La giovane dama è un’appassionata di frenologia, la “scienza” che studia la presunta correlazione fra la psiche e la conformazione del cranio umano.
Il sogno più grande di
Dorothea è quello di provare che esiste davvero un modo per anticipare (e
prevenire) i comportamenti violenti
delle persone, semplicemente monitorando
le condizioni di sviluppo del cervello nell’arco della crescita di un individuo
considerato “a rischio”.
Ruth Butterham,
dal canto suo, sta aspettando il verdetto di un processo che può concludersi in un modo soltanto, dal momento che
la ragazza ha già confessato di
essere l’unica responsabile della morte della sua padrona.
Dorothea considera Ruth la cavia perfetta: se riuscirà a
farla parlare, a farle confessare i suoi
peccati, potrà studiare i bozzi e gli avvallamenti che costellano il cranio
della ragazza e, in caso di pentimento,
testimoniare “dal vivo” un’eventuale cambiamento delle loro forme!

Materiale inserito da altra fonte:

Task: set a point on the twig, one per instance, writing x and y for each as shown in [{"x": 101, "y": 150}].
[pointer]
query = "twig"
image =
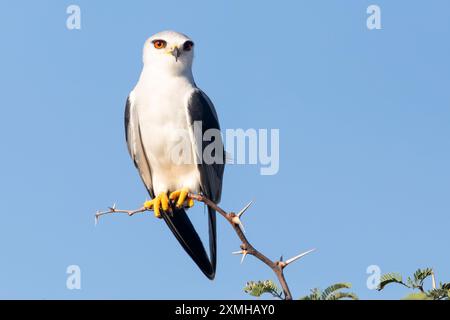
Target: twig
[
  {"x": 113, "y": 209},
  {"x": 246, "y": 247}
]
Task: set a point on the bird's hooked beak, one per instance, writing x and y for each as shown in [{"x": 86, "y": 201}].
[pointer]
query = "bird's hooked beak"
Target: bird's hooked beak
[{"x": 175, "y": 52}]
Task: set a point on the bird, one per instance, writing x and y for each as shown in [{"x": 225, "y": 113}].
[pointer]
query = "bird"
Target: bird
[{"x": 161, "y": 114}]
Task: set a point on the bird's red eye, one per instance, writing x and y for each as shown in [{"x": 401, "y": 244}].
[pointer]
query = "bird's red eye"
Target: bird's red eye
[
  {"x": 159, "y": 44},
  {"x": 188, "y": 45}
]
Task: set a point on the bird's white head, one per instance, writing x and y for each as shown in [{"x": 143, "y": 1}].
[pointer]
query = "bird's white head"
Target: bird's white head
[{"x": 170, "y": 52}]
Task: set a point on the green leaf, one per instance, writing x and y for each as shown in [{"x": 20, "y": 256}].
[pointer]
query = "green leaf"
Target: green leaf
[
  {"x": 390, "y": 278},
  {"x": 257, "y": 289},
  {"x": 335, "y": 287},
  {"x": 316, "y": 294},
  {"x": 421, "y": 274},
  {"x": 343, "y": 295},
  {"x": 417, "y": 296},
  {"x": 439, "y": 294}
]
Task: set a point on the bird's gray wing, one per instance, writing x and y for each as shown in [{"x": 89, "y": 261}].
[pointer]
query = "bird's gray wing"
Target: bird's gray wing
[
  {"x": 178, "y": 222},
  {"x": 201, "y": 109},
  {"x": 135, "y": 146}
]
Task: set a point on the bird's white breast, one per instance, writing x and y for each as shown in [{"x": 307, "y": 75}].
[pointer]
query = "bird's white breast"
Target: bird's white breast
[{"x": 162, "y": 111}]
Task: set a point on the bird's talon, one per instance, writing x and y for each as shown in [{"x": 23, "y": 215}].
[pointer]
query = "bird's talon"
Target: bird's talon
[
  {"x": 181, "y": 196},
  {"x": 161, "y": 202}
]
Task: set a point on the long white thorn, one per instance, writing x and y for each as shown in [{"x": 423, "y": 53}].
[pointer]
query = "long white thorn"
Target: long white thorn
[
  {"x": 245, "y": 209},
  {"x": 243, "y": 252},
  {"x": 243, "y": 256},
  {"x": 299, "y": 256}
]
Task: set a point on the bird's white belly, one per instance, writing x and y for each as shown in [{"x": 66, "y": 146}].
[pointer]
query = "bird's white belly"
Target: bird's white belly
[{"x": 167, "y": 141}]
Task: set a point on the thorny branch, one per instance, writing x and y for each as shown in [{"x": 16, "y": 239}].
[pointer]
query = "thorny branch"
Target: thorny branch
[{"x": 246, "y": 247}]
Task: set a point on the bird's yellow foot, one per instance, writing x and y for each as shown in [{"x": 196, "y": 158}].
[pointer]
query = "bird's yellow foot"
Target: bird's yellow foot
[
  {"x": 161, "y": 202},
  {"x": 181, "y": 196}
]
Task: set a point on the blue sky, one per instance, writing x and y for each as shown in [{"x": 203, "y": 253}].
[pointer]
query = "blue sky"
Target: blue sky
[{"x": 364, "y": 144}]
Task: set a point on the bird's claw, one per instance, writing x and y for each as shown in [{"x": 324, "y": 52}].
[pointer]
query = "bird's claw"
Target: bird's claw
[
  {"x": 161, "y": 202},
  {"x": 180, "y": 197}
]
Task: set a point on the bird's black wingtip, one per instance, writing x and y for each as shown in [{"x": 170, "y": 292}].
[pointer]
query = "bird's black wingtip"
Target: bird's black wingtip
[{"x": 181, "y": 226}]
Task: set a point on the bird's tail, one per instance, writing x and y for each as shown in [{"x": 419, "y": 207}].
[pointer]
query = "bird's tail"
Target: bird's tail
[{"x": 181, "y": 226}]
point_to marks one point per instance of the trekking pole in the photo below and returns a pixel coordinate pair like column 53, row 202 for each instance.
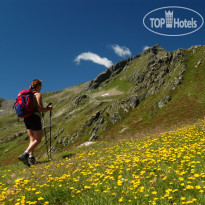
column 44, row 129
column 50, row 131
column 50, row 127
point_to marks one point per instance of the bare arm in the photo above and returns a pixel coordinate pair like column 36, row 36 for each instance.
column 40, row 104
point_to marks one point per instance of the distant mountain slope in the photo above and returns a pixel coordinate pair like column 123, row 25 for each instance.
column 152, row 90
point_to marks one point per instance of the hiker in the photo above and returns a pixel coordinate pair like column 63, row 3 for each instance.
column 33, row 124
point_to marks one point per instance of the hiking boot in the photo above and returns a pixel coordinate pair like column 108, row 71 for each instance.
column 24, row 158
column 31, row 160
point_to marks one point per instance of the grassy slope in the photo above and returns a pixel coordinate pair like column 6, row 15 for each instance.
column 143, row 119
column 164, row 169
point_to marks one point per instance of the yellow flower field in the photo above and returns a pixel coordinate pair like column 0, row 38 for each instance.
column 165, row 169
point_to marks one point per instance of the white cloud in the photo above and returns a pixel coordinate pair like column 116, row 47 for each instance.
column 94, row 58
column 145, row 48
column 122, row 51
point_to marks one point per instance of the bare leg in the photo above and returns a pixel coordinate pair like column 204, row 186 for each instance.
column 35, row 140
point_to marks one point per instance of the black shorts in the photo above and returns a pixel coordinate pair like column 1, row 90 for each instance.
column 33, row 122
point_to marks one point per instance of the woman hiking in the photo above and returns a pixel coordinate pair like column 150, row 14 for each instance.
column 33, row 124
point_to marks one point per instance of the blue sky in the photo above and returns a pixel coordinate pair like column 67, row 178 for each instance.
column 65, row 42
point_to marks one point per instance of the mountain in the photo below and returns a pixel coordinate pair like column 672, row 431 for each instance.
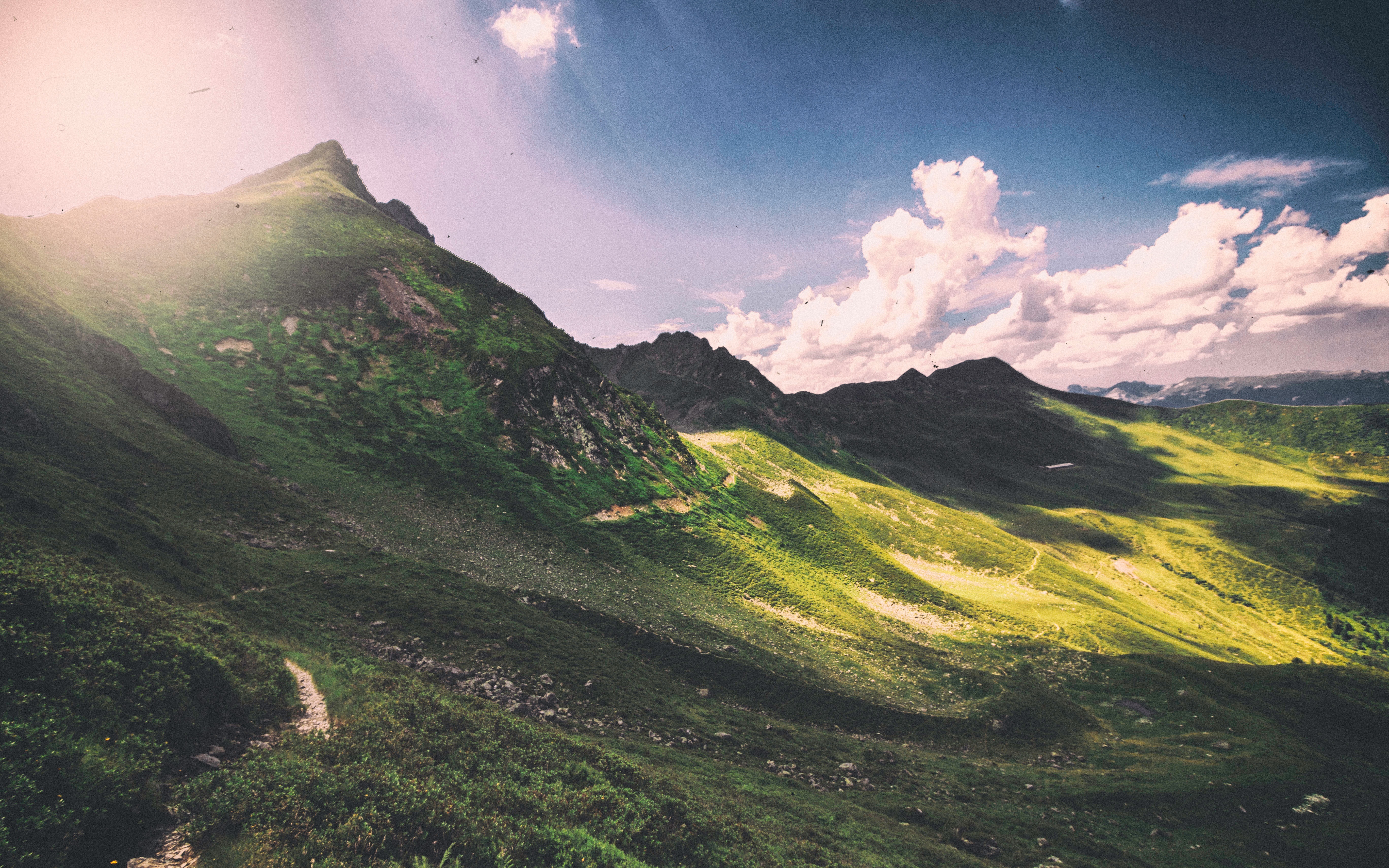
column 857, row 628
column 694, row 385
column 1131, row 391
column 1295, row 388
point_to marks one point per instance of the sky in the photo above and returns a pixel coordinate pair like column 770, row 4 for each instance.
column 1092, row 191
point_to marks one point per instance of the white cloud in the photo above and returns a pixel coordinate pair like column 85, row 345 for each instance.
column 533, row 32
column 615, row 285
column 638, row 335
column 776, row 270
column 1170, row 302
column 1363, row 195
column 223, row 44
column 1288, row 217
column 1274, row 174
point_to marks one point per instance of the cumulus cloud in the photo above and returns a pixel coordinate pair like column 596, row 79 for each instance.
column 1274, row 176
column 615, row 285
column 533, row 32
column 1170, row 302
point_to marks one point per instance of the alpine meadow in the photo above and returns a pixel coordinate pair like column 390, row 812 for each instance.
column 635, row 606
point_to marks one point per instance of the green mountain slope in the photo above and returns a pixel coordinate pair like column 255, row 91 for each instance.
column 556, row 632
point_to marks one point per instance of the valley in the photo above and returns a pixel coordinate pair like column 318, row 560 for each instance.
column 638, row 606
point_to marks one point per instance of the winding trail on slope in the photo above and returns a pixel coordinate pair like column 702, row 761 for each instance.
column 316, row 710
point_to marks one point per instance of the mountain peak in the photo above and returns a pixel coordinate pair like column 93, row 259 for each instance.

Ma quando Ruth inizia a raccontare la sua storia, le sue parole colpiscono il petto di Dorothea come
un dardo avvelenato.
Perché Ruth afferma di possedere un potere letale – quello di uccidere
a distanza, semplicemente infondendo la potenza erosiva delle sue emozioni attraverso l’uso di ago e filo.
E nulla di tutto quello che le è accaduto sembra rispecchiare
i facili preconcetti su cui Dorothea
ha continuato ad adagiarsi per tutta la vita...
Il Corsetto
In realtà, la mia recensione
de “Il Filo Avvelenato” si basa sull’edizione UK dell’opera, “The
Corset”.
Nel mondo anglofono, il romanzo di Laura Purcell vanta infatti
due titoli diversi: nella versione USA, la copertina riporta semplicemente le
parole “The Poison Thread”.
E...
Bè, su una cosa potete contare: porterò il ricordo di questo libro con me per molto, molto tempo!
“Il Filo Avvelenato”
è una sorta di horror storico. Contrariamente
a quanto spesso avviene, Laura Purcell si prende la briga di mostrarci ogni
aspetto dell’epoca ottocentesca, compresi quelli più sordidi e rivoltanti, e non soltanto i balli, i corteggiamenti
e le convolute norme sociali che
scandivano il ritmo della vita dell’alta società di quel tempo.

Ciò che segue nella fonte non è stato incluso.